Iris has been studying an invasive population of snails. This particular snail has no local predators, so the population grows wildly. She has observed that the population follows an exponential rate of growth for fifteen years.
1. Create your own exponential function, f(x), which models the snail population. You will need to identify the principal population of the snails and the rate of growth each year. Explain to Iris how your function shows the principal population and the rate of growth, in complete sentences.

2. A local snail population grows according to the function g(x) = 200(1.03)2x. Demonstrate the steps to convert g(x) into an equivalent function with only x as the exponent. Then, explain to Iris how the key features of this local snail population compares to the key features of the invasive population.

3. Iris wants to graph the invasive snail population to show the city council. Justify what the appropriate domain and range would be for the function f(x), what the y-intercept would be, and if the function is increasing or decreasing.

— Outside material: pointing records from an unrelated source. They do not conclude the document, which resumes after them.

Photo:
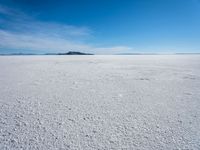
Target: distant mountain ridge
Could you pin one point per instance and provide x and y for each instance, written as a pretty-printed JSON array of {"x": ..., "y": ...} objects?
[{"x": 68, "y": 53}]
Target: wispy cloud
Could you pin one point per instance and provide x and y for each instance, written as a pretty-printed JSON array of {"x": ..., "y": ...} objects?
[{"x": 20, "y": 31}]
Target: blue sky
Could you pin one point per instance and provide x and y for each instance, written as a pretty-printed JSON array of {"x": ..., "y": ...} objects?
[{"x": 100, "y": 26}]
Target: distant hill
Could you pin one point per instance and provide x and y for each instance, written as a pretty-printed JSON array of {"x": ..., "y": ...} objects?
[
  {"x": 68, "y": 53},
  {"x": 74, "y": 53}
]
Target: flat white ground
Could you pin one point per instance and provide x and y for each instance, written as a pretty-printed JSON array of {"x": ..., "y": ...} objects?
[{"x": 100, "y": 102}]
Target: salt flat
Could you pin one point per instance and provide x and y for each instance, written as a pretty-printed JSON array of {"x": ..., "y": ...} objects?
[{"x": 100, "y": 102}]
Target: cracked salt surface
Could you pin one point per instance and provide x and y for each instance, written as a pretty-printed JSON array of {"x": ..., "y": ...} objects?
[{"x": 100, "y": 102}]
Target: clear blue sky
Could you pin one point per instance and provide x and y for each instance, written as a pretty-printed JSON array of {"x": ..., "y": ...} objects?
[{"x": 100, "y": 26}]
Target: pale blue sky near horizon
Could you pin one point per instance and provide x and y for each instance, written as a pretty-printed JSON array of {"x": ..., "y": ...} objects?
[{"x": 100, "y": 26}]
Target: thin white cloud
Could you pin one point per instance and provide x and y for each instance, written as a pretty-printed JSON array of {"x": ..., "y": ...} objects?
[{"x": 23, "y": 32}]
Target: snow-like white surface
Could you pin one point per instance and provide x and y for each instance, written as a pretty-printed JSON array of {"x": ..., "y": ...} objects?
[{"x": 100, "y": 102}]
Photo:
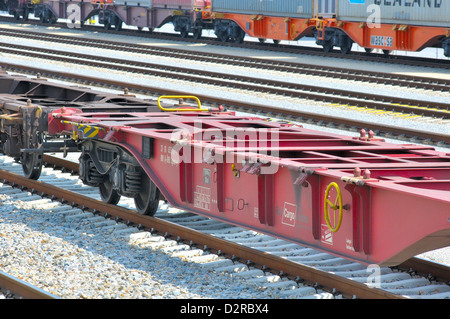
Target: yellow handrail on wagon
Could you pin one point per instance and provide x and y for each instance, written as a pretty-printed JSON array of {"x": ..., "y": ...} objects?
[{"x": 181, "y": 109}]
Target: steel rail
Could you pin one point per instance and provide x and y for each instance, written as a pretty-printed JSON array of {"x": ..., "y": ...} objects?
[
  {"x": 295, "y": 49},
  {"x": 309, "y": 92},
  {"x": 22, "y": 288},
  {"x": 293, "y": 115},
  {"x": 326, "y": 280}
]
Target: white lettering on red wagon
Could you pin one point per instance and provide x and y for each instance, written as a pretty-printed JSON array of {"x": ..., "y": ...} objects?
[{"x": 289, "y": 214}]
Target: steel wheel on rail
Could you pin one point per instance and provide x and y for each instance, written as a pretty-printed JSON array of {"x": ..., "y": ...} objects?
[
  {"x": 147, "y": 200},
  {"x": 108, "y": 193}
]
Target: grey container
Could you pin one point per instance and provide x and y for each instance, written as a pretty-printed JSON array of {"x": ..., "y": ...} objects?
[
  {"x": 283, "y": 8},
  {"x": 424, "y": 12}
]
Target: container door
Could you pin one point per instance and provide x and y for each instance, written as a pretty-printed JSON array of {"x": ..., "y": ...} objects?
[{"x": 324, "y": 8}]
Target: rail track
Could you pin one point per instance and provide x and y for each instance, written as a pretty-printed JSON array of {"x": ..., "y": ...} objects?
[
  {"x": 294, "y": 270},
  {"x": 401, "y": 80},
  {"x": 296, "y": 49},
  {"x": 239, "y": 259}
]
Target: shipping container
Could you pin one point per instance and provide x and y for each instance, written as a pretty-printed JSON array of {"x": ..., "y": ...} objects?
[
  {"x": 283, "y": 8},
  {"x": 409, "y": 12}
]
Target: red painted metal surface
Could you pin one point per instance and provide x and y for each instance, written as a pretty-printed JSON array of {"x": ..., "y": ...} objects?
[{"x": 291, "y": 182}]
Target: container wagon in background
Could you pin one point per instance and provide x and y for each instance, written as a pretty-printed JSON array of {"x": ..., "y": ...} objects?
[{"x": 388, "y": 25}]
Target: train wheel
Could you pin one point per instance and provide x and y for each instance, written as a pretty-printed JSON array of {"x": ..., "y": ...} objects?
[
  {"x": 147, "y": 200},
  {"x": 108, "y": 194},
  {"x": 31, "y": 164},
  {"x": 327, "y": 46}
]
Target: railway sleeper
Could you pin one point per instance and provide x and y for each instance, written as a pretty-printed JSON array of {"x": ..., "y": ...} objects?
[
  {"x": 330, "y": 38},
  {"x": 117, "y": 173}
]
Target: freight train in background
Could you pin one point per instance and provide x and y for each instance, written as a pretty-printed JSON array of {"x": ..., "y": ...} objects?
[
  {"x": 360, "y": 198},
  {"x": 388, "y": 25}
]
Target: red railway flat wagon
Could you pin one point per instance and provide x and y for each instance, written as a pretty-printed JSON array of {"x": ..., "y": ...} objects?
[
  {"x": 391, "y": 25},
  {"x": 357, "y": 197}
]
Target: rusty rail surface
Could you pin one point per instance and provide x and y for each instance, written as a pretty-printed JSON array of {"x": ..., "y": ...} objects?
[
  {"x": 309, "y": 92},
  {"x": 23, "y": 289}
]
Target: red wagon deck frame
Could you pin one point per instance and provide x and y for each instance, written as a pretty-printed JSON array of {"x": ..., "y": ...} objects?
[{"x": 357, "y": 197}]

4. In five years, a garden festival plans on using the park where Iris has been studying the invasive snails. Explain to the garden festival committee how to find the average rate of change for the snail population between years 2 and 5. Describe what this average rate of change represents.

Answer 2

you go to connections acemy and you are in algebra 1

Answer 3

no

Answer 4

is your teacher miss setta or miuss larkan?

Answer 5

neither

Answer 6

??

Answer 7

i had to do this same one but i had an alternate assingment on the messag eboards

Answer 8

i dont go to that

Answer 9

ok wait im helping a person that goes to connections and he doing the exact same thing

Answer 10

thats great

Answer 11

is that \(g(x) = 200(1.03)^{2x}\)?

Answer 12

yessssss

Answer 13

http://www.wikihow.com/Write-an-Exponential-Function-Given-a-Rate-and-an-Initial-Value

\(\large f(t)=P_0(1+r)^{\frac{t}{h}}\)

here \(P_0\) is the principal population/initial value

Answer 14

brb

Answer 15

.....

Answer 16

sorry I had to do things

Answer 17

okay

Answer 18

1. Create your own exponential function, f(x), which models the snail population. You will need to identify the principal population of the snails and the rate of growth each year. Explain to Iris how your function shows the principal population and the rate of growth, in complete sentences.
\(\large f(t)=P_0(1+r)^{\frac{t}{h}}\)
\(\large f(x)=100(1+0.05)^{\frac{x}{15}}\)
\(\large f(x)=100(1.05)^{\frac{x}{15}}\) here:
100 is the principal population
1+rate=1.05
rate = 0.05

Answer 19

what does that mean

Answer 20

I don't know I'm making this all up following the site's instructions

it means the principal population is the number outside the parentheses/not being multiplied by the exponential
and the rate is equal to the thing in the exponential minus 1

Answer 21

i se

Answer 22

do you really

Answer 23

no

Answer 24

oh i see

Answer 25

so here, we make up an initial population and rate of growth. I used 0,05 every 15 months with a starting population of 100

Answer 26

oh ok

Answer 27

I'll kick your shin kid

Answer 28

nooooo

Answer 29

2. A local snail population grows according to the function g(x) = 200(1.03)2x. Demonstrate the steps to convert g(x) into an equivalent function with only x as the exponent. Then, explain to Iris how the key features of this local snail population compares to the key features of the invasive population.
\(n^{a*b}={n^a}^b\)
\((1.03)^{2x}={(1.03^x)}^2\) I guess you could take the square root of the function???

I'm just going to stop while I'm ahead

Answer 30

alrighhtt